I find this to be a hard and interesting question. When you perform enrichment, you check if your gene list is enriched in specific gene sets.

For starters, these gene sets and their meaning are very varied depending on the database. They can be collections of loosely "related" genes in which the relationship between them is not too clear (such as Gene Ontology biological processes), they can be pathways in which there is a more defined relationship of which genes inhibit or activate the different steps (such as KEGG pathways), etc. Thus, getting an enrichment in a Gene Ontology set is not the same as getting an enrichment in a KEGG set, and so on. It would depend on the specific set. For example, for a particular pathway the down-regulation of a gene which is inhibitory may have the same effect as the up-regulation of an activating gene. Globally, gene set enrichment gives us results which should be broadly interpreted as "these are the pathways affected", and not much else. For more causal explanations about mechanisms and so on we should turn to deeper analyses of particular pathways, and experiments.

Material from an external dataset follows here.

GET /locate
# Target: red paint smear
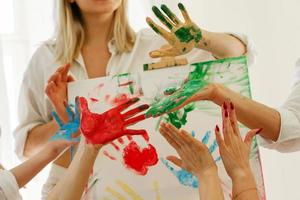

Nonetheless, there are in my opinion a couple of things one can do to "refine" a bit the enrichment results:

  • Separate you input by up- and down-regulated genes, so that from your results you may also know that "things in this pathway tend to be changed in this direction".
  • Use directional databases: there are some databases of gene sets whose sets are directional. For example, some of the ones in the Molecular Signature Database. Thus, one may have pathways such as "UV_RESPONSE_UP" and "UV_RESPONSE_DN" (in the Hallmark C1 database), describing genes which go UP or DOWN in response to UV light. If you find that your UP-regulated genes are enriched in the "UV_RESPONSE_UP" pathway, this may point towards the notion that, in your biological process being studied, the UV response is possibly being activated.

Both these things can be accomplished by using GSEA, because it takes into account the direction of change, and also because it finds enrichments using the MSigDB databases, some of which are directional.